Hello, Friday readers! 😉
I am writing this on a Saturday and will post it Friday of the following week. I just write thoughts as they come in even if I am in the middle of a task. Right now, I am in the middle of my lunch eating leftover “isaw,” pork bbq, and “pinakbet” from our last night’s dinner. 😀
That’s how I write articles. They all came from a random thought, a random word, a random verse, or even a random scene. It’s always a spur-of-the-moment thing for me. 😉
For this article, I was bothered by something which I can’t explain (yet again) what it is. It’s possible it came from an observation or something I recently experienced. I can’t pinpoint what it is but somehow, after prayer time and devo, here came the thought – LUKEWARM.
So I typed in “lukewarm bible verse” in our ever beloved search assistant Google and so my research began. Here are a couple of things I found out what the biblical context of “lukewarm” means:
- It was mentioned in the book of Revelation.
- It was addressed to a particular church.
- It has something to do with the status of your faith and your spiritual journey as a whole.
When God Spoke to the Laodiceans
1. It was mentioned in the book of Revelation.
You may find it in Revelation 3:14-21. Parallel verses can also be found in Colossians 2. John’s vision for this church came as a judgment with the call to repent.

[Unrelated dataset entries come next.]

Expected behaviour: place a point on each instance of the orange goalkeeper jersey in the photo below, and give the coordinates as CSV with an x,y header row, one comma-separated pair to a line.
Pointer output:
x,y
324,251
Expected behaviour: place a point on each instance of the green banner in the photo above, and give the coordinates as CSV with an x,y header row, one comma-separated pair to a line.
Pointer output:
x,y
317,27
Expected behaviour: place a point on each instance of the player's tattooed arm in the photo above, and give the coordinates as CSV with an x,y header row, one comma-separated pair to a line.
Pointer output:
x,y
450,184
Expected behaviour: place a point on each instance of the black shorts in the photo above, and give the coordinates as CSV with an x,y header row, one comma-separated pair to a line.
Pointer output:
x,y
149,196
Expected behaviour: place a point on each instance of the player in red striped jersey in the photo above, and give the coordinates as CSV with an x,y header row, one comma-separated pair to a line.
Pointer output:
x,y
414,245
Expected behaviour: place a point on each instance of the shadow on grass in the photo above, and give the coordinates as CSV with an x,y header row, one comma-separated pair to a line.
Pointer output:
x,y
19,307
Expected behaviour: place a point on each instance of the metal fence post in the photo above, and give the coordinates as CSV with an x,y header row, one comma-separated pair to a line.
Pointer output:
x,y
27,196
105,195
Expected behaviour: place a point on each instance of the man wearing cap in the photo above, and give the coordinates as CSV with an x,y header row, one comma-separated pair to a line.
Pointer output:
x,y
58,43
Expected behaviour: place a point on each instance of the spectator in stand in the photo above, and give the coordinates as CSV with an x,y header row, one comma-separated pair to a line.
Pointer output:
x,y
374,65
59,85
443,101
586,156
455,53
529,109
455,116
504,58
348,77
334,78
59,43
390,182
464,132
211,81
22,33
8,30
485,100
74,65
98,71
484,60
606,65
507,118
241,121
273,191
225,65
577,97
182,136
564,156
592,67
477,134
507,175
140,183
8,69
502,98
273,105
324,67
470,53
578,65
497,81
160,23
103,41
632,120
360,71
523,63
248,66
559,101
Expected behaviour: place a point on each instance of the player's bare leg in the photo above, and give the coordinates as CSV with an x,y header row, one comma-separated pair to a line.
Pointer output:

“The letter to the church at Laodicea is the harshest of the seven letters to the churches in Asia Minor. By His indictment of their “deeds” (Revelation 3:15), Jesus makes it clear that this is a dead church. The members of this church see themselves as “rich” and self-sufficient, but the Lord sees them as “wretched, pitiful, poor, blind and naked” (verse 17). Their lukewarm faith was hypocritical; their church was full of unconverted, pretend Christians.”
2. It was addressed to a particular church.
This particular church is the Laodicean church, one of the Seven Churches of Asia or Seven Churches of the Apocalypse. Today, it is part of Greek and in the Bible, it is described as a city with great finance and banking. Wikipedia also described it with this statement:
“In 60 A.D the city was hit by a major earthquake. The city refused help of the Roman empire and rebuilt the city itself.”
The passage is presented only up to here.